L’annonce de la création de 50 écoles « laboratoires » à Marseille par le président de la République était concomitante du lancement du plan « Marseille en Grand ». Difficile de ne pas y voir un conditionnement de l’aide à l’application de l’expérimentation, ce que réfute Pierre-Marie Ganozzi, adjoint au maire en charge du Plan école.
« L’expérimentation n’est pas de notre compétence. Si certaines écoles font partie des 174 à rénover ou à construire (voir focus), tant mieux, ça permettra de réfléchir à une architecture adaptée au projet ». Toutefois, au bureau du préfet « Marseille en Grand », on n’est pas si catégorique. « Même si l’expérimentation ne conditionne pas les financements, il faut que la liste des écoles à rénover recoupe celle des écoles retenues pour l’expérimentation. S’il y a une innovation pédagogique, il serait bon que les infrastructures suivent ». Pas question pour l’État, qui participe au financement des rénovations, de payer deux fois. Mais le SNUipp-FSU estime quand même « que l’expérimentation est une contrepartie à l’engagement financier de l’État pour la rénovation des écoles de Marseille ». À la rentrée 2022, cinquante écoles marseillaises entreront dans l’expérimentation et devraient se voir allouer des moyens afin de monter des projets « innovants », des écoles que l’institution a encore du mal à trouver…

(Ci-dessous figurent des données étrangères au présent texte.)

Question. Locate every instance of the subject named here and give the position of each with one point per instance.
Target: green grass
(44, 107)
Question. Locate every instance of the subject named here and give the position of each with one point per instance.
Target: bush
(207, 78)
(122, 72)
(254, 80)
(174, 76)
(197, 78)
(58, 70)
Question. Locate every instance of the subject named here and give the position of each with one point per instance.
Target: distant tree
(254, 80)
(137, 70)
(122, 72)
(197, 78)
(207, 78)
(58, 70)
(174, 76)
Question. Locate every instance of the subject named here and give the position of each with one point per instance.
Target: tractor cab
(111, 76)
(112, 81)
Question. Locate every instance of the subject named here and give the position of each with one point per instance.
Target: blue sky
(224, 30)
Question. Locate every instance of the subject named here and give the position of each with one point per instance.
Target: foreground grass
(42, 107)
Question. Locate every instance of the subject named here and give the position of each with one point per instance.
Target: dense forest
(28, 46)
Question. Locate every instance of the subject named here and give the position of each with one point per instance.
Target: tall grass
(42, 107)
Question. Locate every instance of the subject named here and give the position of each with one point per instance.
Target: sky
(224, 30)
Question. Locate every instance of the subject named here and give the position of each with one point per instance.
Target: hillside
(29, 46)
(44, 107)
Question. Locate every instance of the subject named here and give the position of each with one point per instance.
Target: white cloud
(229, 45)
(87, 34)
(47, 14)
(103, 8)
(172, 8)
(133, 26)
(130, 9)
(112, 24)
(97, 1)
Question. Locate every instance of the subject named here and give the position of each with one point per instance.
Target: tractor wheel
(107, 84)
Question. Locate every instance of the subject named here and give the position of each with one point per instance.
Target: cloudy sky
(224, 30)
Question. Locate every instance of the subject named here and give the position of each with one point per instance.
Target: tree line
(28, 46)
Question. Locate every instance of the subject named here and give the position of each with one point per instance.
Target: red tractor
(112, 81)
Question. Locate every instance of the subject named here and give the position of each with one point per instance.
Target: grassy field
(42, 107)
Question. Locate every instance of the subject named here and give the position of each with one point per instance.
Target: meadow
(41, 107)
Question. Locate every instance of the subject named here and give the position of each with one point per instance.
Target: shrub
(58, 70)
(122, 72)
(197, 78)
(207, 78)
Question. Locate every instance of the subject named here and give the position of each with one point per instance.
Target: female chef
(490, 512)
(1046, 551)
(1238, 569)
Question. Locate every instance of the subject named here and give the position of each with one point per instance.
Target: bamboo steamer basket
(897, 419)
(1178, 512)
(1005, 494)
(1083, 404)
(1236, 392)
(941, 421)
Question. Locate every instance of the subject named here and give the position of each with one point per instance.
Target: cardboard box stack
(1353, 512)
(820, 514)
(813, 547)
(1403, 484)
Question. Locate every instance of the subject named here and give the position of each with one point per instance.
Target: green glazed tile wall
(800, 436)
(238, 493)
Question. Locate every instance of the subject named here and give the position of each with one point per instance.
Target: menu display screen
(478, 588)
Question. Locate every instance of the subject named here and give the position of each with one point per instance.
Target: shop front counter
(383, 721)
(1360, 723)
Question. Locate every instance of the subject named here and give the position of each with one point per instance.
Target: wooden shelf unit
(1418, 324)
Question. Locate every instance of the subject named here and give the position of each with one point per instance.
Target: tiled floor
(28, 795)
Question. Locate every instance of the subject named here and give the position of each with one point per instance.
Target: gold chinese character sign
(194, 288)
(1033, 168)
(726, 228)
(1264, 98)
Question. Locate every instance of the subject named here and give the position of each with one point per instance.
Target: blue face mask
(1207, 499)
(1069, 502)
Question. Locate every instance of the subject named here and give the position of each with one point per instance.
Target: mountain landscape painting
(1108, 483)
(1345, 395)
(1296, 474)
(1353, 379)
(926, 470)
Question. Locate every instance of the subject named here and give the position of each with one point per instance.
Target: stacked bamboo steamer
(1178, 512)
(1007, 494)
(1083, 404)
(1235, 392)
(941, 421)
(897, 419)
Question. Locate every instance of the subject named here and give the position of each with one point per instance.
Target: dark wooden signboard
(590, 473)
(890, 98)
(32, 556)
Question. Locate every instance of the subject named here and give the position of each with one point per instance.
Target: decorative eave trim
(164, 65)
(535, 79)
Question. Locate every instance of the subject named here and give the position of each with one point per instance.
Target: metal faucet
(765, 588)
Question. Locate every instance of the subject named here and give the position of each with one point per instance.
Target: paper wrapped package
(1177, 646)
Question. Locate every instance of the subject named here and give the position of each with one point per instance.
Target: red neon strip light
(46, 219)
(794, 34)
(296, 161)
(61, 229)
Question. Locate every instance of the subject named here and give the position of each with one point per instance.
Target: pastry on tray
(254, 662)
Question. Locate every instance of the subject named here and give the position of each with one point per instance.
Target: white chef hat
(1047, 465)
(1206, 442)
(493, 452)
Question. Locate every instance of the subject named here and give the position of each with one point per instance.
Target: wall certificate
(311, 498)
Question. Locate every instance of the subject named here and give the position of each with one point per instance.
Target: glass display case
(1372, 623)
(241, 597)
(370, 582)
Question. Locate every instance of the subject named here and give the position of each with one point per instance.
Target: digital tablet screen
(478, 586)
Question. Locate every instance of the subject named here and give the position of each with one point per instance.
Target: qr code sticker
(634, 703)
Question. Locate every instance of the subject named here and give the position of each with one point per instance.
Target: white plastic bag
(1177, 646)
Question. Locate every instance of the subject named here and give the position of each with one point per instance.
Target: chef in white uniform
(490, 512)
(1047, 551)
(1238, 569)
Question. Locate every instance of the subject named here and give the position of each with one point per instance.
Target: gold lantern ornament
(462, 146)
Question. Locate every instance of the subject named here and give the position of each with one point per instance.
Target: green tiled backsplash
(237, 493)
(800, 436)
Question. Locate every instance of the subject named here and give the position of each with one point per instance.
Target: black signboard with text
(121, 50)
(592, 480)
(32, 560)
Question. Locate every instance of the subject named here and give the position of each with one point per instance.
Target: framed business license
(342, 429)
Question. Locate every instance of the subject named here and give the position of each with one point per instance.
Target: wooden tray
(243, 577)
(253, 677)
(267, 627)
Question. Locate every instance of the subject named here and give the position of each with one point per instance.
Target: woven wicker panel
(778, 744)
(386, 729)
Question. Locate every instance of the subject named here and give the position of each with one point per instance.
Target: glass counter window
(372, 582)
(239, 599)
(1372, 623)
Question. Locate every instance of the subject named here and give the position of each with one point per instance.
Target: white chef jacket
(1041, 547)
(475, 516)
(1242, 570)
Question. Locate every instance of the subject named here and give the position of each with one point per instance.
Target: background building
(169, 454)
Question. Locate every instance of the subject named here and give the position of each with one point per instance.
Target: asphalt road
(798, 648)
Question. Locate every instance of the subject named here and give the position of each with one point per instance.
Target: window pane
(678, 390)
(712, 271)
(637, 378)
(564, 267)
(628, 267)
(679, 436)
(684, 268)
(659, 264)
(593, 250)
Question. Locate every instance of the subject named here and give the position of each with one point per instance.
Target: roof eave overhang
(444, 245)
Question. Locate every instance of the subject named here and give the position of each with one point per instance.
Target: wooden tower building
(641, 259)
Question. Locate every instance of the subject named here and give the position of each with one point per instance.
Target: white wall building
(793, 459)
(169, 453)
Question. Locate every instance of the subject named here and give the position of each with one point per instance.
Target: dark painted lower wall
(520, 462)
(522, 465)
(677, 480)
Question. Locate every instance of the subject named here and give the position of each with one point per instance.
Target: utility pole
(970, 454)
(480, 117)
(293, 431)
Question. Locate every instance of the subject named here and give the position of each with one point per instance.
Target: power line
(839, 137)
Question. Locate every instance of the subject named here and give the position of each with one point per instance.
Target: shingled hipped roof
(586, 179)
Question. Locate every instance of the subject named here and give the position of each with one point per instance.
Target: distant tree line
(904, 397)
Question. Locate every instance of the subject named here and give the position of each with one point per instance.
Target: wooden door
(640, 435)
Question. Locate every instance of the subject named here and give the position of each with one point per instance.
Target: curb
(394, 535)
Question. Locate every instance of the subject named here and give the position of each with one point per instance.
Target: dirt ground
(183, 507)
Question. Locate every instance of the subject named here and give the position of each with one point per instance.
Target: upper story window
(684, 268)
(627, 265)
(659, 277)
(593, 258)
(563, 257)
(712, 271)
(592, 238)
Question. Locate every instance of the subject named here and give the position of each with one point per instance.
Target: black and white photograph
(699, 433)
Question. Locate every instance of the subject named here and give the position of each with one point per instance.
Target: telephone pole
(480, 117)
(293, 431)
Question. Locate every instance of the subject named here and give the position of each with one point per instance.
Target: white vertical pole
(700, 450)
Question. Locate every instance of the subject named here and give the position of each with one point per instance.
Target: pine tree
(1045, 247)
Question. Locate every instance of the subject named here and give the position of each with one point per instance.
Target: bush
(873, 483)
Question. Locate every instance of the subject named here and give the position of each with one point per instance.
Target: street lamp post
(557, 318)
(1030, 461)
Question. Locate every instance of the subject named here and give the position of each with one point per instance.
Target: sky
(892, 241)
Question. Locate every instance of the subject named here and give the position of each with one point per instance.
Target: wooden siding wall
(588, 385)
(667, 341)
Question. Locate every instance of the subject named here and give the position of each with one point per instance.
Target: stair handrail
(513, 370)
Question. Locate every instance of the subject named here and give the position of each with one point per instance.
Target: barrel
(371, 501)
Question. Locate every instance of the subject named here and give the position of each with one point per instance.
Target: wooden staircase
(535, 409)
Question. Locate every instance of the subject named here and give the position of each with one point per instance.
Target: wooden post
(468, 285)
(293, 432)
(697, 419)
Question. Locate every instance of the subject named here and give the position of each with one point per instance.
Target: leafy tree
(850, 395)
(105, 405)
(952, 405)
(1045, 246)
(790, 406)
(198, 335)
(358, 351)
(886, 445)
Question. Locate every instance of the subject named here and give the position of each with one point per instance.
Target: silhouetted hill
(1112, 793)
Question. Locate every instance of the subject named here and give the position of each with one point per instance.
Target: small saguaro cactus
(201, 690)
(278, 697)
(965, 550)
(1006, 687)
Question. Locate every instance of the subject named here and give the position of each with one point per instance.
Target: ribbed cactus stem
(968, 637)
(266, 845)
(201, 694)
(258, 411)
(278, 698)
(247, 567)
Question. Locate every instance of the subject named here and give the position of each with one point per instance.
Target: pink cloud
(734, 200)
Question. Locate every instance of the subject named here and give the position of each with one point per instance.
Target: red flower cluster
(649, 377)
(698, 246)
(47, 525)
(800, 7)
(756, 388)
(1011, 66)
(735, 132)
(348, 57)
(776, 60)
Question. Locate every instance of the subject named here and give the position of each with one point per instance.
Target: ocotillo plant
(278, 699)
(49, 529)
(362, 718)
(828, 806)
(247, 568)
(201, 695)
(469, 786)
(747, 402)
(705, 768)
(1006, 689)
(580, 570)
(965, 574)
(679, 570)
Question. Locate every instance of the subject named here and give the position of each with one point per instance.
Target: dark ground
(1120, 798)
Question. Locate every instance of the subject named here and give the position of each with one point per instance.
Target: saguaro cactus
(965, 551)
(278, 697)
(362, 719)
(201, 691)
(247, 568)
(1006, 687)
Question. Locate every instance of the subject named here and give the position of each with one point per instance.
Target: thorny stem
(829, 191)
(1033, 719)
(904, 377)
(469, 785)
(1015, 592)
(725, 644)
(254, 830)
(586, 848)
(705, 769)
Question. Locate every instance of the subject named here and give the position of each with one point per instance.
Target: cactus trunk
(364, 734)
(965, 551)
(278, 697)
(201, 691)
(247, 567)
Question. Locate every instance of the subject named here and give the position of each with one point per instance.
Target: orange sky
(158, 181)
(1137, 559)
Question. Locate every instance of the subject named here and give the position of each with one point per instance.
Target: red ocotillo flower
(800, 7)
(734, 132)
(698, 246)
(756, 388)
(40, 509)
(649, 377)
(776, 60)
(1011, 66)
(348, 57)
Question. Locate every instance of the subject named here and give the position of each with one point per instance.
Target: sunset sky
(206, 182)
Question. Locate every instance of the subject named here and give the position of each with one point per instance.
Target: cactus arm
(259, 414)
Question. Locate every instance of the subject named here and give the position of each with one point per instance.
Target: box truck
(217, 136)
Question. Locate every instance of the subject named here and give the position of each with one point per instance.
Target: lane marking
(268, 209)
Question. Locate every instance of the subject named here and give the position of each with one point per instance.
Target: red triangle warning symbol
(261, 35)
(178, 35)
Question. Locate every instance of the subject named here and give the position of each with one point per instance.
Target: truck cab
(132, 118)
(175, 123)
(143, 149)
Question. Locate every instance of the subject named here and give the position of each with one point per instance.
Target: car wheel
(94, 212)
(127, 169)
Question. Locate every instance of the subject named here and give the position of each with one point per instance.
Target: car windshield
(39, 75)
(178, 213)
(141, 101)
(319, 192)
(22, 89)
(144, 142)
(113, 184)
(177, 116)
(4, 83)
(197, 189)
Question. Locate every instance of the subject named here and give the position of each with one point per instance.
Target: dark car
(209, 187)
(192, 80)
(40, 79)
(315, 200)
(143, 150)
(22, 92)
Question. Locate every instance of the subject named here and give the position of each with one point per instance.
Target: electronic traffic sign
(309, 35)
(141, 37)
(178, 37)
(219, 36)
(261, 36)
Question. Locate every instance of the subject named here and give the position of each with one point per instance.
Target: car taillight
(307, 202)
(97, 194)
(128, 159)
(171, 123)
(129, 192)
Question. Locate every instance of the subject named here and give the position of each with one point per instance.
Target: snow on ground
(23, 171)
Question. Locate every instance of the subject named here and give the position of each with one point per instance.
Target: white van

*Nom que l’on donne à Marseille aux Atsem (Agents territoriaux spécialisés des écoles maternelles) et aux agents de cantine.
Focus 1,2 MILLIARD
C’est le budget annoncé pour la remise en état des écoles marseillaises. 820 millions pour la réhabilitation complète des 174 écoles les plus critiques, et un peu plus de 300 millions pour l’entretien courant des 300 autres. Un plan exceptionnel répondant à l’état de délabrement de nombreuses écoles. La PE et lanceuse d’alerte Charlotte Magri avait en 2016 dénoncé cette situation dans une lettre ouverte parue dans Libération. La ministre de l’époque, Najat Vallaud-Belkacem, avait débloqué trois millions pour lancer des études, mais l’ancien maire Jean-Claude Gaudin n’avait pas pour autant levé le petit doigt. La nouvelle majorité, dès son arrivée aux rênes de la ville, a, quant à elle, débloqué 30 millions d’euros pour parer au plus urgent. Alors, le volet école du plan « Marseille en Grand », soutenu par l’État, se présente comme une véritable aubaine. Annoncé par le président Emmanuel Macron lors de ses déplacements dans la cité phocéenne en septembre et octobre derniers, le plan engage l’État à hauteur de 50% des investissements nécessaires, le reste étant à la charge de la municipalité. Pour la première tranche, sur un montant de 410 millions d’euros, 256 ont été votés par l’Assemblée nationale. Reste maintenant à trouver le système qui permettra de pérenniser le dispositif dans le temps, la constitution d’une société ad hoc est en cours d’élaboration.